Like cells A and B, Greencorn said the new cell will have an HDPE plastic liner so leachate — sometimes referred to as "garbage juice" — doesn't seep into the ground.

Greencorn said the city will put the project out to tender in winter 2025, and a city spokesperson said the work is expected to be done in the next two or three years.

"The last two cells that we've built were technically between 5 and 7 year cells, but we've managed to expand those [lifetimes] quite a bit just through diversion," he said. "I'm hoping that the next cell will probably be anywhere between a 10 and 12 year cell."

Salvaging as a better solution

Yellowknife makes a lot of garbage.

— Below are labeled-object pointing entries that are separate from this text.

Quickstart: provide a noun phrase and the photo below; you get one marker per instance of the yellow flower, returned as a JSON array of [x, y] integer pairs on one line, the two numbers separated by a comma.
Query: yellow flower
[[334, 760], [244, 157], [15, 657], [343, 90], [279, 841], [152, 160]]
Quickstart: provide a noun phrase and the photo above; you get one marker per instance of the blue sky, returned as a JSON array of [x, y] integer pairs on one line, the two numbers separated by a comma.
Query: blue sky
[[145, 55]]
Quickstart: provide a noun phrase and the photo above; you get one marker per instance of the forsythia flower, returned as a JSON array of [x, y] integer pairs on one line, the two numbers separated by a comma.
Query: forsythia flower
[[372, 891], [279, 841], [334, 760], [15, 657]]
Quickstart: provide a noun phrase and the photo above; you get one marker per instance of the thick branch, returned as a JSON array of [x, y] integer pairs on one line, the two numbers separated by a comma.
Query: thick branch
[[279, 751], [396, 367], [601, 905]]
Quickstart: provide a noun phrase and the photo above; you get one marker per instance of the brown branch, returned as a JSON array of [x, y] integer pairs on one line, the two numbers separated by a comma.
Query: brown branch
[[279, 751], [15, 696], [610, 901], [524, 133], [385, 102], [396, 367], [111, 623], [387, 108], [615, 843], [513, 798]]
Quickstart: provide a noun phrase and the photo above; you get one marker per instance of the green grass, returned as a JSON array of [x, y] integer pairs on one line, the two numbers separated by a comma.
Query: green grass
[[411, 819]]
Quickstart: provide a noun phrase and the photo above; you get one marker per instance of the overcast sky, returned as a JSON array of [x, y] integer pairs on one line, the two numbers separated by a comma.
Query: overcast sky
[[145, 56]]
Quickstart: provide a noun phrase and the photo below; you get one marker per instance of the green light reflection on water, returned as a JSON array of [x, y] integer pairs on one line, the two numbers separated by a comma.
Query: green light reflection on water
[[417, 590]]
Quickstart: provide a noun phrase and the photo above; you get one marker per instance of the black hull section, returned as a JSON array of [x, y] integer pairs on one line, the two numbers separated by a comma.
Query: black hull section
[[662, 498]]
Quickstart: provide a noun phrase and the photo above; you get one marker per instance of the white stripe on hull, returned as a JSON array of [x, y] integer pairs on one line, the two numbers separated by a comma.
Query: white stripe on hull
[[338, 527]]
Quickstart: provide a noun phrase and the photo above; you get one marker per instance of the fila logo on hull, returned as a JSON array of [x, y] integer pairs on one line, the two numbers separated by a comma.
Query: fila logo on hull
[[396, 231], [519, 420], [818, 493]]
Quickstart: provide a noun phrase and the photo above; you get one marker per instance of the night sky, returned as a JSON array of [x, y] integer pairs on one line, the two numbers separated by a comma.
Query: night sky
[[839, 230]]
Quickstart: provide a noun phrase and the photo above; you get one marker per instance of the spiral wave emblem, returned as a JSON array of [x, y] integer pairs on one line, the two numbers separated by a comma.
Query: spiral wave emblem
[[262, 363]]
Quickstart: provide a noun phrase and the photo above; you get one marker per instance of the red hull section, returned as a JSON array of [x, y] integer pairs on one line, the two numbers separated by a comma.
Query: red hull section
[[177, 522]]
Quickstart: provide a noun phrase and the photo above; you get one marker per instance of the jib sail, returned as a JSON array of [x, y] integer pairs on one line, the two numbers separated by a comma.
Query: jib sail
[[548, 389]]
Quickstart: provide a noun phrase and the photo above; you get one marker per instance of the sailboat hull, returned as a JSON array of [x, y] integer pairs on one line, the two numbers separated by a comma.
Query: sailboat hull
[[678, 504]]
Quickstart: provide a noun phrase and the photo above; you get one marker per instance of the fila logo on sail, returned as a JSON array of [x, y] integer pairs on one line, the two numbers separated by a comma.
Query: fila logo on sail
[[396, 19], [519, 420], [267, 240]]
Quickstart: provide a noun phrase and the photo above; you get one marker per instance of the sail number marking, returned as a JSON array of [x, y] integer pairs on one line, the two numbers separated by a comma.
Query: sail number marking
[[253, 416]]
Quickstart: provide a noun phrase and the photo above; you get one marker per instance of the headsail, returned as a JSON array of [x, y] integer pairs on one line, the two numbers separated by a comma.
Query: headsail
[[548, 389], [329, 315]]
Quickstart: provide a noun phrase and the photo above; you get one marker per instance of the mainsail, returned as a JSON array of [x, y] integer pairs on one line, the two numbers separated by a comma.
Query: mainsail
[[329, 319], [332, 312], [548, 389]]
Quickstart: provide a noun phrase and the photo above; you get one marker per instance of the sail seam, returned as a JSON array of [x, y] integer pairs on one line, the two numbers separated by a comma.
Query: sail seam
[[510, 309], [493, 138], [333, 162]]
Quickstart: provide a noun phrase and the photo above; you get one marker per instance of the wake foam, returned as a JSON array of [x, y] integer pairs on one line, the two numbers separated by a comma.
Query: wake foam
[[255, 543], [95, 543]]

Updated numbers are expected this year, but more than 24,000 tonnes of garbage were landfilled at the solid waste facility in 2017, which worked out to an average of 1,100 kilograms per person according to a 2018 waste management plan.

That's more than 400 kilograms above the Canadian average.

Greencorn said there are a number of reasons for that, including the fact Yellowknife is "at the end of the road" and is a transient town where people often throw things out when they move away.

The city is trying to get waste down to 500 kilograms per person by 2030.

Walt Humphries
Walt Humphries

Walt Humphries, a longtime Yellowknife resident and salvaging aficionado, said the city could do a better job diverting material from landfill by creating more opportunities for people to salvage. (Robert Holden/CBC)

Walt Humphries, a longtime Yellowknife resident and salvaging aficionado, is critical of growing the landfill. He said if the city — and humanity, more generally — doesn't find a better solution for waste, the planet will slowly become one big garbage dump.

But how do you do that?

"Good stuff shouldn't end up in the dump. It should be salvaged, used, or sold," said Humphries.

There were slim pickings at the salvaging area at Yellowknife's dump on Friday.
There were slim pickings at the salvaging area at Yellowknife's dump on Friday.

There were slim pickings at the salvaging area at Yellowknife's dump on Friday. (Liny Lamberink/CBC)

The solid waste management facility has a public salvaging area, but Humphries would like the city to take it more seriously and give people an opportunity to access more stuff. For example, creating a specific place where wood scraps can be dropped off and picked up at liberty.

"It gets people thinking," he said.

"I think salvaging should be brought up as the best way to divert things from going into the landfill."